October’s Patch Tuesday yesterday addressed 87 vulnerabilities including 11 rated critical.

Many experts pointed to CVE-2020-16898, which has a CVSS score of 9.8, as a priority.

“This is a remote code execution vulnerability in Microsoft’s TCP/IP stack. The vulnerability is in the way the Windows TCP/IP stack handles ICMPv6 Router Advertisement packets,” explained Recorded Future senior security architect, Allan Liska.

“For successful exploitation of this vulnerability, all an attacker has to do is send a specially crafted ICMPv6 Router Advertisement packet to a remote Windows computer. This vulnerability impacts Windows 10 and Windows Server 2019 and should be patched immediately.”

Elsewhere, five of the six bugs affect Windows 10 and related server editions: CVE-2020-16908CVE-2020-16909CVE-2020-16901CVE-2020-16885 and CVE-2020-16938. The sixth affects the .Net Framework (CVE-2020-16937).

Todd Schell, senior product manager at Ivanti, also pointed to CVE-2020-16947, a vulnerability in Microsoft Outlook which could allow remote code execution just by viewing a specially crafted email.

“The Preview Pane is an attack vector here, so you don’t even need to open the mail to be impacted,” he added. “The flaw exists within the parsing of HTML content in an email. Patch this one quickly. It will be an attractive target for threat actors.”

Another RCE flaw, this time in Windows Hyper-V, is CVE-2020-16891.
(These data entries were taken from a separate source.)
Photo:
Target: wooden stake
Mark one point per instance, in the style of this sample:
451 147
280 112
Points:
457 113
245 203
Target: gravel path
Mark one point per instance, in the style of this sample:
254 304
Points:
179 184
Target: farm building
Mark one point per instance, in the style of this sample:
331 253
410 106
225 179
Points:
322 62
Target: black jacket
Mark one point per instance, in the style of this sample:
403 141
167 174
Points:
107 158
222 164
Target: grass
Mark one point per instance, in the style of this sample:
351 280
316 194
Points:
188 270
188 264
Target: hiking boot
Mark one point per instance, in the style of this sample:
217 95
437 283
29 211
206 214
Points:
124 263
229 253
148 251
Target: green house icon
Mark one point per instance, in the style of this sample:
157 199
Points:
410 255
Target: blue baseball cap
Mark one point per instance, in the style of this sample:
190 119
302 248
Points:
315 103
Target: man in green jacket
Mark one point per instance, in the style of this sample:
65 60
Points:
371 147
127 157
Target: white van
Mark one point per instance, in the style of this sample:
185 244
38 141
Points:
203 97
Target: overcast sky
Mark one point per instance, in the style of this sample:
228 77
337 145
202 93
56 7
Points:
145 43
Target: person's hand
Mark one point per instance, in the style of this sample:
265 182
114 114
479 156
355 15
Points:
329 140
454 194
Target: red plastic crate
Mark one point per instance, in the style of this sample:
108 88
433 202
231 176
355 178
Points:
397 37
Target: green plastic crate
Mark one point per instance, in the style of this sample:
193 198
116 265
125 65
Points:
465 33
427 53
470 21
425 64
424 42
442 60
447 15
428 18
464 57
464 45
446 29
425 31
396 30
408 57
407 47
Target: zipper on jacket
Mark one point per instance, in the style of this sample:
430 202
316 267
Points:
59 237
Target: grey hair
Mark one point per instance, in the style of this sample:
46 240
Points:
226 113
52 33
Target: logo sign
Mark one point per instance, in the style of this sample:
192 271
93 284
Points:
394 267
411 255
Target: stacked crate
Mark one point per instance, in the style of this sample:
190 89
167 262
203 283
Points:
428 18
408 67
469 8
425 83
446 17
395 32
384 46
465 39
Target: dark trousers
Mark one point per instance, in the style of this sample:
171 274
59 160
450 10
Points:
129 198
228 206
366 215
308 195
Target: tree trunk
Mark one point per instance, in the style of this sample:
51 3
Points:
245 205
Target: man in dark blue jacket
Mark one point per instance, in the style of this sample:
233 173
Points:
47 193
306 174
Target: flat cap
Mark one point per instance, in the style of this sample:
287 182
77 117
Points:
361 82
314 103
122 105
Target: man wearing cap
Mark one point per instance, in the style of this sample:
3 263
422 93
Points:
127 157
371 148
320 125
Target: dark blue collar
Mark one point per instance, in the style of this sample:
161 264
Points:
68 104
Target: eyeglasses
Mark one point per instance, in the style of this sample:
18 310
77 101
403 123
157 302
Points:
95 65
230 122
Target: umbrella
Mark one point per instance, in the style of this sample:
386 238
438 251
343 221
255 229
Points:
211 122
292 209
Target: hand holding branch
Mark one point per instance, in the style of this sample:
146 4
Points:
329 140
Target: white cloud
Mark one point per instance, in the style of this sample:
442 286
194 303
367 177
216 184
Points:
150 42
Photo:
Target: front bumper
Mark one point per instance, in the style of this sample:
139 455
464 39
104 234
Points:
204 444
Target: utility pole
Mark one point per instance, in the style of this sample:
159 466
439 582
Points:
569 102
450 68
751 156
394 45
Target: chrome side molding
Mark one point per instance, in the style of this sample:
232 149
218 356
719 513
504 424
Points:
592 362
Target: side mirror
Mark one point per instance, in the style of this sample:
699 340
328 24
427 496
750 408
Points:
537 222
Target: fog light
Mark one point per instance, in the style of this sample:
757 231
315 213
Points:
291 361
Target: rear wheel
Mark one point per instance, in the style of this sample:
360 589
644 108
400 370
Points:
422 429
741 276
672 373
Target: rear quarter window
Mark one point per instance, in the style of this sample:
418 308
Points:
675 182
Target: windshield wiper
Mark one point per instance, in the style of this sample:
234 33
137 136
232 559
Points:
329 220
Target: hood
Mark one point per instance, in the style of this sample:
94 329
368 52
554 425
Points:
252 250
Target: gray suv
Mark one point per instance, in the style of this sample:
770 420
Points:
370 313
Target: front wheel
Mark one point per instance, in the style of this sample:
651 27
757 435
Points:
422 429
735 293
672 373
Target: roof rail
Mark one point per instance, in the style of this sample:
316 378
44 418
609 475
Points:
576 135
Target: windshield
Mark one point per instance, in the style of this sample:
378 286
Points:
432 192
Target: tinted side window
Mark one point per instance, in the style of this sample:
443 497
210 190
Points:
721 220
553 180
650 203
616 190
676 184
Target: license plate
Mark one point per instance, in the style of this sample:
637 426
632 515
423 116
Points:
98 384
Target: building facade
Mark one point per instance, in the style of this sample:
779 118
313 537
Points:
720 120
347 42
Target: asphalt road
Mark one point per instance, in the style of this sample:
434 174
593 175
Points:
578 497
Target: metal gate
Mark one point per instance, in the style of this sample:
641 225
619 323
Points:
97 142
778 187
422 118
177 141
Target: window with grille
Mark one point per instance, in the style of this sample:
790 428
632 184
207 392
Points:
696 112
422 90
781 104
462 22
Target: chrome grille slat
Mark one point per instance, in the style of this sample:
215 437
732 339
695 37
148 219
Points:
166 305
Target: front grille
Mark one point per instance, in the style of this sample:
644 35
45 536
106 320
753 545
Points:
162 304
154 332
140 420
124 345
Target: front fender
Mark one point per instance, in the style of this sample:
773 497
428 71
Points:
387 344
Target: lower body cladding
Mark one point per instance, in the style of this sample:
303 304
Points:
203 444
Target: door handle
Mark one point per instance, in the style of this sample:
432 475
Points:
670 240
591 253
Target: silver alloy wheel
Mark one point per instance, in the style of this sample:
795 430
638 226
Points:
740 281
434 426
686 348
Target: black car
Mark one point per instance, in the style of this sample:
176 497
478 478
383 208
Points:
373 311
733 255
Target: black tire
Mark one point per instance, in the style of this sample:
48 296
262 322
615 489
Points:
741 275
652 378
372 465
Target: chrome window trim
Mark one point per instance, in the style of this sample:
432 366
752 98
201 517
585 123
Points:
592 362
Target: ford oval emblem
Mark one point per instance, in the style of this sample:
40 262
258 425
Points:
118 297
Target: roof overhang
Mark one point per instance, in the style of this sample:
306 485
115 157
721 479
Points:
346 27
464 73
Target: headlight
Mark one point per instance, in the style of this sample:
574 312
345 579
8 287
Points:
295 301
“This patch corrects a bug that allows an attacker to run a specially crafted program on an affected guest OS to execute arbitrary code on the host OS. A guest OS escape like this would also be very attractive to threat actors,” said Schell.

Microsoft also released a preview of its new update guide this month. It’s designed to provide a more intuitive layout so sysadmins can get to the risk-based information they need quicker, including exploited and publicly disclosed vulnerabilities.